The big news from the MBA was the surge of refinance applications and the sharp decline in purchase applications for the week. With an increase of 14.5% in refinance applications from the prior week, refinance applications comprised more than two-thirds (68.1%) of total applications. Purchase applications, after climbing several weeks in a row leading up to the deadline for the home buyers tax credit, dropped over 27% and the number of purchase applications was 24% lower than the same period one year ago. Regarding the drop in purchase applications, the MBA release stated, “This is the lowest Purchase Index observed in the survey since May of 1997.”

If you have been sitting on the fence wondering when to purchase a new home, now may be your time. Use a free mortgage prequalification calculator to determine what terms you need to be able to afford to purchase a home. If the number of purchase mortgage applications continues to decline, expect lenders to begin offering pricing incentives again for purchase mortgages.

U.S. Economic Recovery Dips

The US Department of Labor (DOL) Unemployment Insurance Weekly Claims Report shows that the number of Americans filing for first time unemployment insurance jumped to 474,000 claims for the week of May 15, 2010. After a slow decline of 22.5% over the last twelve months, this 6% jump in unemployment is likely only a brief anomaly–though only time will truly tell, particularly in the event of a much-rumored ‘double dip recession.’ Although ongoing decreases in the unemployment rate signal a strengthening recovery of the US economy, such improvements will eventually drive mortgage rates higher.

The DOL also reported for April 2010 that inflation indicators including the Consumer Price Index (CPI) and the Producer Price Index (PPI) both dipped slightly after a slow rise of 2.2% and 5.5% over the last twelve months, respectively. Accelerating inflation prompts higher interest rates, while lower inflation facilitates lower interest rates; this latest data suggests that mortgage rates should continue at relatively very low levels, but continue to slowly rise over time as the economy improves.

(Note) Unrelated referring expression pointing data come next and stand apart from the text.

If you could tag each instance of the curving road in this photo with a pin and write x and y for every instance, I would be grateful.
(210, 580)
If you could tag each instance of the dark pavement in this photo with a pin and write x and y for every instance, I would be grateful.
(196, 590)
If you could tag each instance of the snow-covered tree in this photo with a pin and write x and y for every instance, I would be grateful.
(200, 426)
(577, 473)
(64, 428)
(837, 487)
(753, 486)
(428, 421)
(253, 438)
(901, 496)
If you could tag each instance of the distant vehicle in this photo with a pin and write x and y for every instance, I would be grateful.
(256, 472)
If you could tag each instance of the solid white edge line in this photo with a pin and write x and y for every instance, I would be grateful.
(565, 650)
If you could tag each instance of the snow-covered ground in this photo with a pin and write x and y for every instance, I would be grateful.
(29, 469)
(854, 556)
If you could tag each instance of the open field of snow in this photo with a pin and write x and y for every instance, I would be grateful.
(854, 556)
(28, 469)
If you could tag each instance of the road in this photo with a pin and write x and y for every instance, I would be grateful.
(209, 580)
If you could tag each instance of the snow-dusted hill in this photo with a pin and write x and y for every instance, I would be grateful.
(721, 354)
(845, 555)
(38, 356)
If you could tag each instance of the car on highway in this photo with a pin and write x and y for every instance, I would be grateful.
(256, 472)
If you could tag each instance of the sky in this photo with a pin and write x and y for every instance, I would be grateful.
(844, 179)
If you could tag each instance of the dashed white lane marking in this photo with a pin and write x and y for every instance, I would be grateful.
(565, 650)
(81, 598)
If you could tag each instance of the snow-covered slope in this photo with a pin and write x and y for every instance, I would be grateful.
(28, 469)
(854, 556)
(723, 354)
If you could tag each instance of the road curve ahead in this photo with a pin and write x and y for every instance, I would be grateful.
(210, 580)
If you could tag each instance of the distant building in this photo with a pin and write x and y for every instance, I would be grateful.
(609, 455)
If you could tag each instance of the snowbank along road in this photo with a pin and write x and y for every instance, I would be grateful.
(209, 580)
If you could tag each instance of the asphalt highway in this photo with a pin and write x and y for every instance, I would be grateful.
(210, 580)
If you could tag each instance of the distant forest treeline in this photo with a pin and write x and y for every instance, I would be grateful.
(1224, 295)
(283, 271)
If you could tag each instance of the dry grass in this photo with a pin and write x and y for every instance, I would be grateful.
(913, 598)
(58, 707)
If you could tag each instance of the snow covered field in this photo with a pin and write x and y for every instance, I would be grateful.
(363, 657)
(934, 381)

European Crisis Effects Continue

Europe’s financial crisis continues to leave it relatively unsettled socially and politically, especially in Greece.

Despite the Greek government’s acceptance of a plan to refinance its public debts using funds committed by other European governments led by Germany, the Greek populace is very upset with the strict conditions of that refinancing.In fact, so are German and French taxpayers, who are ultimately the source of loan funds to Greece.The situation is straining the European politicoeconomic alliance, and is now making investors around the world somewhat nervous.

This has led to increased international demand for US dollars including United States Treasury securities, which are seen as more stable than Euro-denominated holdings in spite of recent record American government spending. This demand is keeping US interest rates low, making US government borrowing and private lending such as mortgage loans cheaper.

Expect this unease with Europe to persist for at least the next few months, though the downward pressure on US rates should eventually and increasingly ease.

How To Use Current Circumstances To Your Benefit

However, whenever mortgage rates once again begin to climb in earnest, they may seem to climb much faster than they originally dropped. Now may be the perfect time for you to use an early payoff calculator, to determine how much money you can save in the future by leveraging today’s lower mortgage rates. Or use a mortgage refinance calculator to determine how much money you can save every month to pay off other debt, save for your children’s college costs, or put away for retirement.

If your plans might include a mortgage, now may be a great time to be in the market for a new mortgage, given the continuing, historically low mortgage rates now available.